Social support is vital, no matter how healthy you are, he told the crowd.
“How much you groom somebody else is more important than who grooms you,” she said.
The audience, composed largely of the helping professions, also included a senior vice president of a large mortgage company, who would not give her name. She said she had laid off more than 500 people in the last six months and was there to learn how to boost the morale of employees working weekends and holidays and making do with bonuses cut in half.
“What truly makes people happy is a higher calling,” she said, adding that companies like hers were not totally at fault for the mortgage crisis.
“Western society is too focused on blame,” she said. “In order for our customers to be happy, they have to understand that they’re accountable.”
“Happiness entrepreneurs” promoted themselves in the tea break that ended with the ting of a Tibetan prayer bell. Aymee Coget, who wants to be the Suze Orman of happiness, handed out fliers for her “Happiness Makeover,” a three-month route to “sustainable eudaemonia.”
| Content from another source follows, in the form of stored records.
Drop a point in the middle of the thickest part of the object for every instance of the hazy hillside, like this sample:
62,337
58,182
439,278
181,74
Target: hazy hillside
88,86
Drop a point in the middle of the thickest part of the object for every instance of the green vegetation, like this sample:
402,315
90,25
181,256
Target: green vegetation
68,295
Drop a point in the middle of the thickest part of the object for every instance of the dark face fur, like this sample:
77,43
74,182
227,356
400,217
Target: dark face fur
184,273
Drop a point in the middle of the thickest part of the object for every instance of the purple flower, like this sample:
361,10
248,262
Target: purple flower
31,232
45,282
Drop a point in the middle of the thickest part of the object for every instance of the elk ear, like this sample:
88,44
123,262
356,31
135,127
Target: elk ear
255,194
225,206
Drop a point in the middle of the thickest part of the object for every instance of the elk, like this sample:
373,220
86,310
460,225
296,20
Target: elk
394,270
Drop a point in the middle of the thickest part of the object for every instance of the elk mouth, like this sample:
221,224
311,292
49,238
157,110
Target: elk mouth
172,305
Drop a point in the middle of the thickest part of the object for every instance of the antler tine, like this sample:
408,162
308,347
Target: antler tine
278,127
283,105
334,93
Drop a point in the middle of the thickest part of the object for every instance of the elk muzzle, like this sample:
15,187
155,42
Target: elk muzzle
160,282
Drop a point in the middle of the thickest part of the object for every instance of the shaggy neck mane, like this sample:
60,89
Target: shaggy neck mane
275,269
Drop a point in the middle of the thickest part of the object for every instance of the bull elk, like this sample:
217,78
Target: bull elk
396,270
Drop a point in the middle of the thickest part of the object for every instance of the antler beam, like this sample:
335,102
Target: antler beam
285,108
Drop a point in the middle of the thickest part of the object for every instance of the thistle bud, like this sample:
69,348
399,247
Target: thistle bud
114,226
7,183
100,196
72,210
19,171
Coget, dressed to the nines in pink silk, said: “I guarantee happiness in three months.”
In the Bay Area, the happiness business has been in full flower. James Baraz, a revered meditation teacher, has a 10-month course in Berkeley on “Awakening Joy.” Among the exercises and meditations are suggestions for improving your life, including singing every day, making lists of things that made you happy and getting a “joy buddy.”
The course is a bona fide phenomenon since an article appeared in O, Oprah Winfrey’s magazine, with 300 people taking it in Berkeley and 2,500 taking it online.
“Neuroscience and spirituality are coming together,” Baraz said by telephone. “It’s not airy-fairy stuff.”
Nevertheless, a few renegades at the conference suggested that happiness was overrated.
“Unhappiness about not being happy is a modern condition,” said Darrin McMahon, a professor of history at Florida State University. “We cannot feel good all the time, nor should we.”
Yet the national embrace of “Yes We Can” hung in the air.
“We’ve had a period of borrowing money, personal gratification, consumption and self-interest,” said Dacher Keltner, a professor of psychology at the University of California, Berkeley, and a director of the Greater Good Science Center. “Now we will have a president who is talking about sacrifice.”